There isn't an EPUB "embedded" in Kindle formats. The Kindle format is based on the pre-Kindle Mobipocket format (that's why unDRMed Kindle books often have an extension of .mobi). EPUB didn't even exist when this format was created. Making an EPUB (or any other format) from a Kindle book involves converting, which is always going to introduce changes in formatting. People can argue that one program or another does a better job at doing it, but there's no way around it.


That's partly correct. Quote from the KindleUnpack Github[1]:

- MobiPocket and early Kindle version 7 or less ebooks are unpacked to the original html 3.2 and images folder that can then be edited and reprocessed by MobiPocketCreator.

- Kindle Print Replica ebook are unpacked to the original PDF and any associated images.

- Kindle KF8 only ebooks (.azw3) are unpacked into an epub-like structure that may or may not be a fully valid epub depending on if a fully valid epub was originally provided to kindlegen as input. NOTE: The generated epub should be validated using an epub validator and should changes be needed, it should load properly into Sigil and Calibre either of which can be used to edit the result to create a fully valid epub.

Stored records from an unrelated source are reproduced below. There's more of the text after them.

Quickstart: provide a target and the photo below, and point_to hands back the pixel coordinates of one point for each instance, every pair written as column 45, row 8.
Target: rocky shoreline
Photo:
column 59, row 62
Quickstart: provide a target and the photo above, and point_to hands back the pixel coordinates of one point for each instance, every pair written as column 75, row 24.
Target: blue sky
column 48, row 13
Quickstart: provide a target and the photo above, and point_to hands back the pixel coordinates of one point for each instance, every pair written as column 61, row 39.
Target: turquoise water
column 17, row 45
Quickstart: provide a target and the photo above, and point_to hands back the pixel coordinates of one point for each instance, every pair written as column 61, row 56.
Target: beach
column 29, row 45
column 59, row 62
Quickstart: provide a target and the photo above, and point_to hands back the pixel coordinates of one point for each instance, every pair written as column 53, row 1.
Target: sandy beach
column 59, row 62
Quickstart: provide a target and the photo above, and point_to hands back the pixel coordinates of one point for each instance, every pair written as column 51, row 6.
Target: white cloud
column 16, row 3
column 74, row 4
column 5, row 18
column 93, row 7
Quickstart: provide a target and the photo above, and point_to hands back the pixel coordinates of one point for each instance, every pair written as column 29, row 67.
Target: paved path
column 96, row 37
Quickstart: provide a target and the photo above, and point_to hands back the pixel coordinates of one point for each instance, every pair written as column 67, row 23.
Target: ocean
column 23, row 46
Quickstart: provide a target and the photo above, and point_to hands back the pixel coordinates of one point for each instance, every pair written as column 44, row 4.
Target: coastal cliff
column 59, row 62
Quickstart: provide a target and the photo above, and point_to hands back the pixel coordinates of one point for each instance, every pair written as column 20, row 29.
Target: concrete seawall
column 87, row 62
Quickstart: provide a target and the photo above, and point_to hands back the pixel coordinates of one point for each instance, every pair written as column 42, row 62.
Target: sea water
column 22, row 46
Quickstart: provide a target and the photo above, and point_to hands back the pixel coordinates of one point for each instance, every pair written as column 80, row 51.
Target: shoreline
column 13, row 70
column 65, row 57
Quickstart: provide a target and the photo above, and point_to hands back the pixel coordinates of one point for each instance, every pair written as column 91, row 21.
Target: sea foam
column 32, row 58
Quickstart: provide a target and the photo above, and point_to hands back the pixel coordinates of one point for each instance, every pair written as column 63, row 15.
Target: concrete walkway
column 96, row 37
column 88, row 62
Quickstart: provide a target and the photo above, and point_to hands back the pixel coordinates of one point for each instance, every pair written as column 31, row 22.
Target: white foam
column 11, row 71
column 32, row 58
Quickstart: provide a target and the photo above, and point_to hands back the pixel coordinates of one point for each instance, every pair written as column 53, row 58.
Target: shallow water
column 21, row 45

- Newer Kindle ebooks which have both KF8 and older versions inside are unpacked into two different parts: the first being the older MobiPocket format ebook parts and the second being an epub-like structure that can be edited using Sigil

[1]: https://github.com/kevinhendricks/KindleUnpack


There's another layer to the format onion, even. The .mobi file, without DRM, is a PalmOS resource collection file https://en.wikipedia.org/wiki/PRC_(Palm_OS) since mobipocket


(I just looked and saw that I didn't finish that sentence: since mobipocket was primarily a PalmOS application at its peak.)


That's basically the case. The Amazon format is basically a proprietary wrapper around epub. You make a Kindle file by starting with an ePub file and running it through the Kindlegen software provided by Amazon. So Calibre's converters are basically reverse-engineering that process. This means that if an ePub version of the book is being sold by Apple or Kobo or some other vendor, that's the file you should start with, though their encryption may be better than Amazon's.


You could unpack the ePubs, edit the CSS and repack it; and then they would work with all readers.